The objections worth taking seriously
A few pushbacks worth engaging with:
“This is paternalistic. Trust your engineers.” It’s an inversion. Standardization is what mature engineering teams do for the things where collaboration matters. We standardize on languages, frameworks, deployment patterns. AI tools have collaboration consequences. Standardizing them isn’t disrespecting engineers; it’s recognizing that the choice has team-level effects.
“What if the team picks the wrong tool?” The cost of being on a slightly-wrong tool together is usually less than the cost of being on slightly-different tools individually. Make a reasonable choice, evaluate it periodically, switch if needed. Don’t over-optimize the initial decision.
“Engineers should have autonomy.” Engineers do have autonomy — over how they architect, how they debug, what tradeoffs they propose. Tool choice is a thinner kind of autonomy than these. Trading thin autonomy (tool choice) for thicker collaboration benefits (shared practices) is a net positive in my experience.

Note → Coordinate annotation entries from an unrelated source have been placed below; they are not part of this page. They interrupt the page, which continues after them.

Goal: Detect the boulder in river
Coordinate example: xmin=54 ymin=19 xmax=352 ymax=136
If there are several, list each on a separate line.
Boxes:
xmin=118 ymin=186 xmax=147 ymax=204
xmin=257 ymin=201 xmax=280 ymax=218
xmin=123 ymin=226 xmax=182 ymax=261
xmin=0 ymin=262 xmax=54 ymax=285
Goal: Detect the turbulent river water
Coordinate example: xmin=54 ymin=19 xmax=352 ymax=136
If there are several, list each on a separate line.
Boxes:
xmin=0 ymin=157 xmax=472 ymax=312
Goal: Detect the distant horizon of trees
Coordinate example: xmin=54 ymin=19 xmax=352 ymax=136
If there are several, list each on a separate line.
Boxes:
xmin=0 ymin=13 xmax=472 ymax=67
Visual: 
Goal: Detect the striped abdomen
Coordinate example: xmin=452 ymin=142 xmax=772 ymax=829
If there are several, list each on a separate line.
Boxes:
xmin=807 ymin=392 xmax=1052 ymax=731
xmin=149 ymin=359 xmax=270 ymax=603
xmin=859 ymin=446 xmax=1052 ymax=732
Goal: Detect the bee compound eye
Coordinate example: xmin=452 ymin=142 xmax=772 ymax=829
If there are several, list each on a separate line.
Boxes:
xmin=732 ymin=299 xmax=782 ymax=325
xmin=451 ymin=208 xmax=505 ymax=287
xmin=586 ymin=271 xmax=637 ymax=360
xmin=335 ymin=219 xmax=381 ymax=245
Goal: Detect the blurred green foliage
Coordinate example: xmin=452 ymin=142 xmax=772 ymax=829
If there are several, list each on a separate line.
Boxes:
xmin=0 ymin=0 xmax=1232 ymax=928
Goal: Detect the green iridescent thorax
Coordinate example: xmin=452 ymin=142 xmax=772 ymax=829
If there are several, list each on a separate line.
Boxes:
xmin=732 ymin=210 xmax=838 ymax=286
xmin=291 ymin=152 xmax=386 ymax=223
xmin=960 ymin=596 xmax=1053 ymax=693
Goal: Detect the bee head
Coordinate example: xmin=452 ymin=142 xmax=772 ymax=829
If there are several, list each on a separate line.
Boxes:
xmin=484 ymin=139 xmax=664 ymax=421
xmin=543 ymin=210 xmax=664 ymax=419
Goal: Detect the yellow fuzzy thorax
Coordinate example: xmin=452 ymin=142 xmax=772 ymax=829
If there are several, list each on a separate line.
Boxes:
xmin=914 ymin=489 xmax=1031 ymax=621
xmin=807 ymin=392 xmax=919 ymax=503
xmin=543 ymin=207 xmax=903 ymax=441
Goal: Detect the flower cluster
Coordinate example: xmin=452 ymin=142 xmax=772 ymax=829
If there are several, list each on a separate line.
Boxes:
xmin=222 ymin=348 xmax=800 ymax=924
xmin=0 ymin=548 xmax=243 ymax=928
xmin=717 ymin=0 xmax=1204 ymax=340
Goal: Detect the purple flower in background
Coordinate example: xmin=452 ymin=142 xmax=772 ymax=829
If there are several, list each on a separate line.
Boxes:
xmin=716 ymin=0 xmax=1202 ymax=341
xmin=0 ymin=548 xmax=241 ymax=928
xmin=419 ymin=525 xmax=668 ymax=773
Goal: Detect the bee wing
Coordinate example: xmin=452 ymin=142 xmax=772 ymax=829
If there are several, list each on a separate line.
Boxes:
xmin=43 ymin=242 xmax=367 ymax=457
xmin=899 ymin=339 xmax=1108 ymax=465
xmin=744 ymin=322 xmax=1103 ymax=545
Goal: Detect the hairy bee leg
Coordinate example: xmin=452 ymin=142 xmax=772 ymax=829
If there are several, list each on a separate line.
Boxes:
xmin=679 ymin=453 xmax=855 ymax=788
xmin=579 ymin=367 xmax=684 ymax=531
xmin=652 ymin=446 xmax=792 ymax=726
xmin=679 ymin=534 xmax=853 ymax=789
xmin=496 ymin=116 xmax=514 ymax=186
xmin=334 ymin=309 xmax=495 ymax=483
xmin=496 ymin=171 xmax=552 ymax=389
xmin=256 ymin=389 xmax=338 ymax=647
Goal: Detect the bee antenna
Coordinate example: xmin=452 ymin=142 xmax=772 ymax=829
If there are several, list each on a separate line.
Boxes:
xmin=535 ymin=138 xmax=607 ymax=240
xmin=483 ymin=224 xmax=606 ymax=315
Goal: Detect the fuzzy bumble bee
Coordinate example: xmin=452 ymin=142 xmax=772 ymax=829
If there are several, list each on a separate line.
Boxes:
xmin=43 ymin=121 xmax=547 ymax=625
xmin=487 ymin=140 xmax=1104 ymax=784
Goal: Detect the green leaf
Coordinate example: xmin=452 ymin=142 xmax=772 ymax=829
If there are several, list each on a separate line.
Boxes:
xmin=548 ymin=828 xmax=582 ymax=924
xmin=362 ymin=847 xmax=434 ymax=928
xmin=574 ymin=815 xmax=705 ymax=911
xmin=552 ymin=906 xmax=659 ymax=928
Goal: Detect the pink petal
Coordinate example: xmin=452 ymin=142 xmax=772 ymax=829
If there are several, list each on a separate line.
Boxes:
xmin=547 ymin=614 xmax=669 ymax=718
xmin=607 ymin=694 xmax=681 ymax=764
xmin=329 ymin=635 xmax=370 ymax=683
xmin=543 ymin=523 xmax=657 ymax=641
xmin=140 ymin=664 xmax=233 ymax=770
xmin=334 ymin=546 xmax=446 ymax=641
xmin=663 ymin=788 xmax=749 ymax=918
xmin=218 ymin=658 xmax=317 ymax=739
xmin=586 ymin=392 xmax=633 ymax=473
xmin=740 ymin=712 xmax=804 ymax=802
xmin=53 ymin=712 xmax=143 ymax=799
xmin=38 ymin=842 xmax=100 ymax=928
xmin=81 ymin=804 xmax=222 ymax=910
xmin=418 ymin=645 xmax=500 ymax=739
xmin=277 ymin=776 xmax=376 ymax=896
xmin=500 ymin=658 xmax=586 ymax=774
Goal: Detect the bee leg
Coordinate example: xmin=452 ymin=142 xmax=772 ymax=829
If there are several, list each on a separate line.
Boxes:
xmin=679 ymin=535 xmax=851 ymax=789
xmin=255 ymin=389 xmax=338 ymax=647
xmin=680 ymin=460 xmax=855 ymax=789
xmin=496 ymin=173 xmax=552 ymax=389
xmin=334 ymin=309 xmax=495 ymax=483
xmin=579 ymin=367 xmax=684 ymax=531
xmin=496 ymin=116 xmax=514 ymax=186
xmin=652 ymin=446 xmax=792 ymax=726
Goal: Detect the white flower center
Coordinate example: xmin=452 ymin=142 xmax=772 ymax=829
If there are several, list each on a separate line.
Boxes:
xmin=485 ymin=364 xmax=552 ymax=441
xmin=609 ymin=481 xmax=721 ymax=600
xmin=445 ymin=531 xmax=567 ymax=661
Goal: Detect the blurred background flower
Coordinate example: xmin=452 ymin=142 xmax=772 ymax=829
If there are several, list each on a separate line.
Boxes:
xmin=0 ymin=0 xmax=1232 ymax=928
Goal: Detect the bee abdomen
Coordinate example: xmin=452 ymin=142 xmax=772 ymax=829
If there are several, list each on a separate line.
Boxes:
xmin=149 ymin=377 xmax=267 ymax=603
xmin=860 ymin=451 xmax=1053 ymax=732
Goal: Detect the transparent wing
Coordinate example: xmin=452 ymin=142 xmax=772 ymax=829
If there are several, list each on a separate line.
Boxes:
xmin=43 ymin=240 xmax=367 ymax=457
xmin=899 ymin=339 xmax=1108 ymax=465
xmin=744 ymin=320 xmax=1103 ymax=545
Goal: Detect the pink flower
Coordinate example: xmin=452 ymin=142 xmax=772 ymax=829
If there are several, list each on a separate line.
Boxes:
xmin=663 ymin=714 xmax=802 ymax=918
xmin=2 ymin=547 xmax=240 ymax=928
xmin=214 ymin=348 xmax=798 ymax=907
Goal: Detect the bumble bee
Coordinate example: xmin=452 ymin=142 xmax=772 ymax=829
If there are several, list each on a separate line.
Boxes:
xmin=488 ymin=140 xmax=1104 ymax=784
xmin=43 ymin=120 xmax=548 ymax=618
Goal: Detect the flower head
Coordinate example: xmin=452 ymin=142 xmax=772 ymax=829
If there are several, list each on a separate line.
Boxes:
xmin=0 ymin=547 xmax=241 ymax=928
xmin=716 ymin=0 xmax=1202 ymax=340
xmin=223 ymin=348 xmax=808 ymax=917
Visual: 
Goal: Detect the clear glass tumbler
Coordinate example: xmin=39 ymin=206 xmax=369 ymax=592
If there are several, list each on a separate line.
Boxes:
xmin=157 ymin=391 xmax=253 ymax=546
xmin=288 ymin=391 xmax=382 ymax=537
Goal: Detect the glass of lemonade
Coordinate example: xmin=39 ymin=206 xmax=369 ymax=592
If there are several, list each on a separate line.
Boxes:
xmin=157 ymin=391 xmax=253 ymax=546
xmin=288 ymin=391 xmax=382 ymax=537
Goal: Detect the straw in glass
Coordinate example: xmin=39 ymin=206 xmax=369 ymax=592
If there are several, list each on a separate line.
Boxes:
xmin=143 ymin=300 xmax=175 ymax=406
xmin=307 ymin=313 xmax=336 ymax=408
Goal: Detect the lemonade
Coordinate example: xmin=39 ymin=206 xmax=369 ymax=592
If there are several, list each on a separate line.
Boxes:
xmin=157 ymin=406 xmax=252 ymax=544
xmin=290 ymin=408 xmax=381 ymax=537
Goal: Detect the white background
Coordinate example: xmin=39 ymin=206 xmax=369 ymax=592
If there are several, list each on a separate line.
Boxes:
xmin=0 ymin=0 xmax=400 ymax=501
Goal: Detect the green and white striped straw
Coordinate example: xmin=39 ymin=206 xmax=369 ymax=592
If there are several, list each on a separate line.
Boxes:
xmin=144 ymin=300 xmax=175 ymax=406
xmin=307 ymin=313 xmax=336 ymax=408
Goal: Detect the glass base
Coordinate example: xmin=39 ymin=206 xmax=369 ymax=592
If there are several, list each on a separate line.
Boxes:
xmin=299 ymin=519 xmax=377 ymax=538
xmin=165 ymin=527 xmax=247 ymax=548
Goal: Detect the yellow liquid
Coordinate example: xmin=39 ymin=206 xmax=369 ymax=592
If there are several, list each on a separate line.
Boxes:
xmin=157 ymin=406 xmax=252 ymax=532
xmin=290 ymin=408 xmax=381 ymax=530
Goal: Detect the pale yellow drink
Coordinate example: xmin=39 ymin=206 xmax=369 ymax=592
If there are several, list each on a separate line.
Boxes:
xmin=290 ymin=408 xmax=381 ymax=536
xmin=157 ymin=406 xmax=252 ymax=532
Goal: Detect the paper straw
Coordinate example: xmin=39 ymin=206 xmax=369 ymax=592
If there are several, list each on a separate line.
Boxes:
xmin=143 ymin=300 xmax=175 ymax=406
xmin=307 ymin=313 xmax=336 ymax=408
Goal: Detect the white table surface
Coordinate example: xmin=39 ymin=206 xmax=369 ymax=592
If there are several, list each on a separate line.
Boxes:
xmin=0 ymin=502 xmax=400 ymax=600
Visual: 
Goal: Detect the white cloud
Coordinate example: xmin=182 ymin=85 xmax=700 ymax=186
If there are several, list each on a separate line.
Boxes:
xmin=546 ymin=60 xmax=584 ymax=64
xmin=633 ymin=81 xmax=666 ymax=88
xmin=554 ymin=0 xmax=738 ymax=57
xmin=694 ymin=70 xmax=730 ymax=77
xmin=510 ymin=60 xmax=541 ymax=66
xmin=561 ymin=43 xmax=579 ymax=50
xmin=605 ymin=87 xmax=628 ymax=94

“My team is too small to bother.” For 2-person teams, individual tool choice is fine. The collaboration overhead is small. The argument for standardization gets stronger as teams grow. By 8+ engineers, it’s compelling.
What I actually do
For my team, we standardized on Cursor as the primary about a year ago. The decision wasn’t unanimous; one engineer preferred Copilot’s GitHub integration. We discussed it, picked Cursor for the codebase indexing strength, and the engineer who preferred Copilot adapted.
A year later: shared .cursor/rules/ covering 200 lines of conventions, prompt patterns documented in our team wiki, onboarding that gets new hires productive on Cursor in their first day. The collaboration friction is meaningfully lower than it would be with mixed tools.
Two engineers have specialty workflows that include occasional Aider use for refactors. One uses Cline for MCP-enabled tasks involving our internal tooling. These are fine because they’re additive, not replacements for the primary.
The pattern works. I’ve seen the same pattern work on a few other teams. I haven’t seen the alternative — true individual tool choice across a team — work as well, despite seeing several teams try.
What this implies
If you’re an engineering manager or tech lead reading this:
Ask your team if they’d benefit from standardizing. They might already have informally; making it formal helps newcomers and creates room for shared investments.
Pick a tool deliberately. Not by default. Run a real evaluation, document the decision, commit to it for at least 6 months.
Invest in the shared configuration. Rules files, prompt templates, conventions documentation. Treat them like any other team asset.
Don’t rush re-evaluation. Tool choice has switching costs. Stick with a tool long enough to actually evaluate it (6+ months) before considering a change.
If you’re an individual contributor on a team without standardization:
Push for it gently. The collaboration benefits aren’t visible until you’ve experienced them. Lobby for a team experiment with one tool for a quarter.
Accept the team’s choice. If the team converges on a tool you wouldn’t have personally picked, adapt. The team’s productivity is more important than your tool preference.
The unsexy answer is that tool standardization is one of the highest-ROI team disciplines for AI tooling. It doesn’t make for exciting LinkedIn posts. It does make for teams that ship faster.